10) These long term interests are building a communist society without class or patriarchy. This must be the aim of the socialist struggle.
While socialism is necessary for women’s liberation, the socialist revolution by itself is not sufficient. The struggle for women’s complete emancipation depends on the struggle for socialism, but it is not sub-ordinate to it. This is the case now, throughout socialist construction and beyond.
Socialization of domestic labour – if it is still only done by women or mainly by women, participation in a sex-segregated labour force, with correspondingly low wages, a double workload – but in another system, will not be liberating. Women’s current experience in our society is enough proof to argue that there must be socialization of domestic labour, women’s full participation in the labour force, and the sexual integration of both. ’Sexual integration’ implies that men take up emotional support for children and others on an ongoing basis, among more obvious things.
Under socialism special measures will be needed to combat patriarchy, but the privileges, prejudices, and divisions left over from capitalism will not disappear overnight.

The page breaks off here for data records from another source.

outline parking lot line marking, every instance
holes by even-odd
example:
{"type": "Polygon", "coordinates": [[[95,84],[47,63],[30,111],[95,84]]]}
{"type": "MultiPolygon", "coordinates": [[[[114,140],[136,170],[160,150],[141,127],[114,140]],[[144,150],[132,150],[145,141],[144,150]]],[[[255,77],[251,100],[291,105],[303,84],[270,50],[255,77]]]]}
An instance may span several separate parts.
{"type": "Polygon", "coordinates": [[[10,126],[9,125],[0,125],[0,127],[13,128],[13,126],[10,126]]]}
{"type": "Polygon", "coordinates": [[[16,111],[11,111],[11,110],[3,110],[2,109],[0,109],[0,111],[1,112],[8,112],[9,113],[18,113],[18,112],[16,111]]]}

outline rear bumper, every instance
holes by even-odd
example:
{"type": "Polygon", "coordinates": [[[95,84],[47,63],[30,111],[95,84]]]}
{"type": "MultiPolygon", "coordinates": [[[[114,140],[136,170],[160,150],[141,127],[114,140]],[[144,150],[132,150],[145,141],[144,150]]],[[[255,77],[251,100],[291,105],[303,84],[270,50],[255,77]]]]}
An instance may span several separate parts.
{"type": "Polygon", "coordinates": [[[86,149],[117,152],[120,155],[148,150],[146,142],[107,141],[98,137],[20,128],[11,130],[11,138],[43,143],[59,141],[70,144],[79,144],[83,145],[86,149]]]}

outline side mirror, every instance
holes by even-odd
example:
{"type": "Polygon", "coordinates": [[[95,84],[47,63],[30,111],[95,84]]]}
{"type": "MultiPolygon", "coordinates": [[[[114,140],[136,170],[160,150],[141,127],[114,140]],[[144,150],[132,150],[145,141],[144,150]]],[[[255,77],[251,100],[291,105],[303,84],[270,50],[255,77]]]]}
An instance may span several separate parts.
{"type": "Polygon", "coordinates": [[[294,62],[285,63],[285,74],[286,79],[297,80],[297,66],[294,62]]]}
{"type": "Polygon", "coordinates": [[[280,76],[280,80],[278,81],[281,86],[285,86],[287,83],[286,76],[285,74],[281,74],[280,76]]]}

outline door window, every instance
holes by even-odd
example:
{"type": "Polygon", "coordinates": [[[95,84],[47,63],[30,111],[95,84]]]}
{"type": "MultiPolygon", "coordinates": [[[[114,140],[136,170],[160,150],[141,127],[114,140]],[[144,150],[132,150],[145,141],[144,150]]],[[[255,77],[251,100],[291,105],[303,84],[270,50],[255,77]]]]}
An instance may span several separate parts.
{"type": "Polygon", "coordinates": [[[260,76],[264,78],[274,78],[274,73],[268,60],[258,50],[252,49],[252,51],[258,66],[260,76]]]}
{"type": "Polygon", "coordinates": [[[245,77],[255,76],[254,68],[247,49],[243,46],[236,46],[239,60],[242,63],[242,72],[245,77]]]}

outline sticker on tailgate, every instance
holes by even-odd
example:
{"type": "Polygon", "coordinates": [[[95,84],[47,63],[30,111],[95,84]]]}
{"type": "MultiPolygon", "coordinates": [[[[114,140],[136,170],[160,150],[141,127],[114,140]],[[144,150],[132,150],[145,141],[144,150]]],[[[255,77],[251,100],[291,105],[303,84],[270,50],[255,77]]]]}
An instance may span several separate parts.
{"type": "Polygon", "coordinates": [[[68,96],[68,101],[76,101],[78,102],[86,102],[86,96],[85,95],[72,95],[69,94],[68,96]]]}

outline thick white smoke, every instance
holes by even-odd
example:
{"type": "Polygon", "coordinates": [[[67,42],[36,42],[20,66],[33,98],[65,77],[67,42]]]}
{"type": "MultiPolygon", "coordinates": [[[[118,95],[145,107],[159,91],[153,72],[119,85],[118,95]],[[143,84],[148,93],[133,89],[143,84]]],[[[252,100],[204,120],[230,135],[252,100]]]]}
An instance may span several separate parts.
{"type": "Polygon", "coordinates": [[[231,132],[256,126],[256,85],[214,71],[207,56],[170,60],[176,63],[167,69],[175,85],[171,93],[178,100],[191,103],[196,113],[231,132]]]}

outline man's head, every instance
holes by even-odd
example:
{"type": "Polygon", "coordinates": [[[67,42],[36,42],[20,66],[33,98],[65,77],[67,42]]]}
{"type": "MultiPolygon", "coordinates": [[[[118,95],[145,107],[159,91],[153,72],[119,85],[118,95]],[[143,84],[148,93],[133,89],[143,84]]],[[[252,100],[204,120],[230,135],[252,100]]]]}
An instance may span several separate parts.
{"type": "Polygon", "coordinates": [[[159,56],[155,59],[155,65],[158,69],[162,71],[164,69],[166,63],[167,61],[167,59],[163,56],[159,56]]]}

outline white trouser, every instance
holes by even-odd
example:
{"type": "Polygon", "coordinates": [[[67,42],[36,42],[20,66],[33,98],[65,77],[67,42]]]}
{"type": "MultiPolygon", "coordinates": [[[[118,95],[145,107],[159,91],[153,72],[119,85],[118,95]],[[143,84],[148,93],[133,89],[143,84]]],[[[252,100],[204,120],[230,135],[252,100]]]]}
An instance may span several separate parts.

11) Wherever we (women and men) work, in all movements and milieus, issues and demands related to women’s liberation must be taken up. This implies organized struggles against chauvinism and male privilege, changes in how things are done to take into account the specific conditions of women’s oppression, and policies of affirmative action for women (especially working class women).
Wherever women are fighting for their rights (and the consciously feminist organizations are only one part of this women’s movement), we need to develop an internationalist and working class women’s perspective on the struggle for women’s liberation, to raise broader political issues and how they affect women (and men), and to give our greatest attention In the struggles of working class women. We must also support an autonomous women’s movement.
Wherever we work, we must support women organizing themselves to fight for their rights. This includes women’s caucuses, committees, and collectives within all movements and organizations (including ours).
The view that working class women’s struggle for their complete emancipation will mean the emancipation of all women can remain a stated “belief’, unless we give high priority (and find ways to work among the most oppressed and least privileged people in this society – the majority of whom are women.
12) Within our ranks we shouldn’t be afraid to experiment with different ways of organizing so women have a strong voice that will be heard and acted on. We should look at the experience of different mass organizations and socialist organizations like Movimiento Communista.
If views, stands, and actions taken are fed into the larger collective for debate, discussion, and resolution then it will be possible for women and men to continue to work together in the same organization – an organization that is committed in words and practice to the struggle for women’s liberation.